Questions: State the linear inequality whose graph is given in the figure. Write the boundary line equation in the form Ax+By=C, with A, B, and C integers, before stating the inequality. Choose the correct inequality below. A. 4x+3y<-12 B. 4x+3y≤-12 C. 4x+3y>-12

Solution Steps

The boundary line passes through the points $(-6, 4)$ and $(0, -4)$. The slope is $m = \frac{-4 - 4}{0 - (-6)} = \frac{-8}{6} = -\frac{4}{3}$. Using the point-slope form with the point $(0, -4)$, the equation is $y - (-4) = -\frac{4}{3}(x - 0)$, which simplifies to $y + 4 = -\frac{4}{3}x$. Multiplying by 3 gives $3y + 12 = -4x$, or $4x + 3y = -12$.
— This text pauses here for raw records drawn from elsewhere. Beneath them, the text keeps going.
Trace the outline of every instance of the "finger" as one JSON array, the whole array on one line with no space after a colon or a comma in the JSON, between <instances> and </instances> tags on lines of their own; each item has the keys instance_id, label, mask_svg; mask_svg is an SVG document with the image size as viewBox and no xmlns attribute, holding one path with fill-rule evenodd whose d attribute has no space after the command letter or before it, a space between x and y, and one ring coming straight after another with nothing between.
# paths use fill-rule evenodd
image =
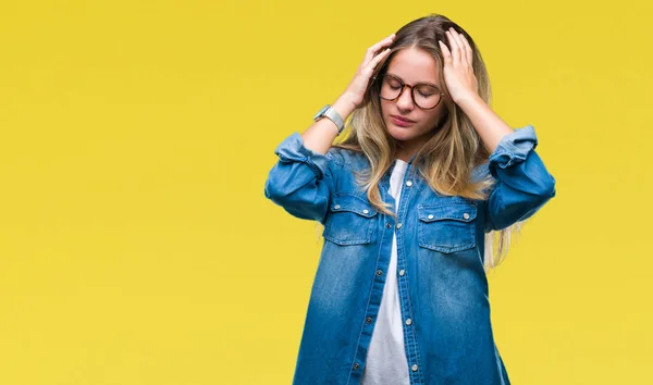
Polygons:
<instances>
[{"instance_id":1,"label":"finger","mask_svg":"<svg viewBox=\"0 0 653 385\"><path fill-rule=\"evenodd\" d=\"M471 50L469 41L467 41L467 39L465 38L465 35L460 35L460 37L463 38L463 42L465 45L465 52L467 53L467 63L469 63L469 65L471 66L471 64L473 64L473 51Z\"/></svg>"},{"instance_id":2,"label":"finger","mask_svg":"<svg viewBox=\"0 0 653 385\"><path fill-rule=\"evenodd\" d=\"M457 48L458 48L458 58L460 59L460 64L463 66L468 66L468 61L467 61L467 51L465 48L465 39L463 38L463 34L459 34L456 29L454 29L453 27L452 29L452 36L454 37L454 40L456 41Z\"/></svg>"},{"instance_id":3,"label":"finger","mask_svg":"<svg viewBox=\"0 0 653 385\"><path fill-rule=\"evenodd\" d=\"M370 61L370 63L367 65L367 67L370 69L370 75L374 72L374 69L377 67L377 65L379 65L379 63L383 59L385 59L389 53L390 53L390 48L384 49L383 51L381 51L381 53L379 53L378 55L375 55L374 59L372 59Z\"/></svg>"},{"instance_id":4,"label":"finger","mask_svg":"<svg viewBox=\"0 0 653 385\"><path fill-rule=\"evenodd\" d=\"M456 38L454 37L454 34L451 30L446 32L446 36L448 37L449 40L449 47L452 48L452 61L453 64L459 64L460 63L460 49L458 48L458 42L456 41Z\"/></svg>"},{"instance_id":5,"label":"finger","mask_svg":"<svg viewBox=\"0 0 653 385\"><path fill-rule=\"evenodd\" d=\"M386 37L385 39L383 39L383 40L377 42L375 45L373 45L372 47L368 48L368 50L365 53L365 58L362 60L362 65L364 66L367 65L370 62L370 60L372 60L372 58L374 58L374 55L381 48L390 45L394 40L394 37L395 37L395 34L392 34L389 37Z\"/></svg>"},{"instance_id":6,"label":"finger","mask_svg":"<svg viewBox=\"0 0 653 385\"><path fill-rule=\"evenodd\" d=\"M444 64L448 65L452 62L452 52L448 50L444 41L438 40L440 42L440 50L442 51L442 58L444 58Z\"/></svg>"}]
</instances>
The shaded region is below the line, and the line is solid, so the inequality is either $\le$ or $\ge$. We can test the point $(0, 0)$, which is not in the shaded region. Plugging $(0, 0)$ into the equation gives $4(0) + 3(0) = 0$. Since 0 is greater than $-12$, and the shaded region is below the line and does not contain $(0,0)$, the inequality must be $4x + 3y \le -12$.

Final Answer: The inequality is $4x + 3y \le -12$, which corresponds to option B.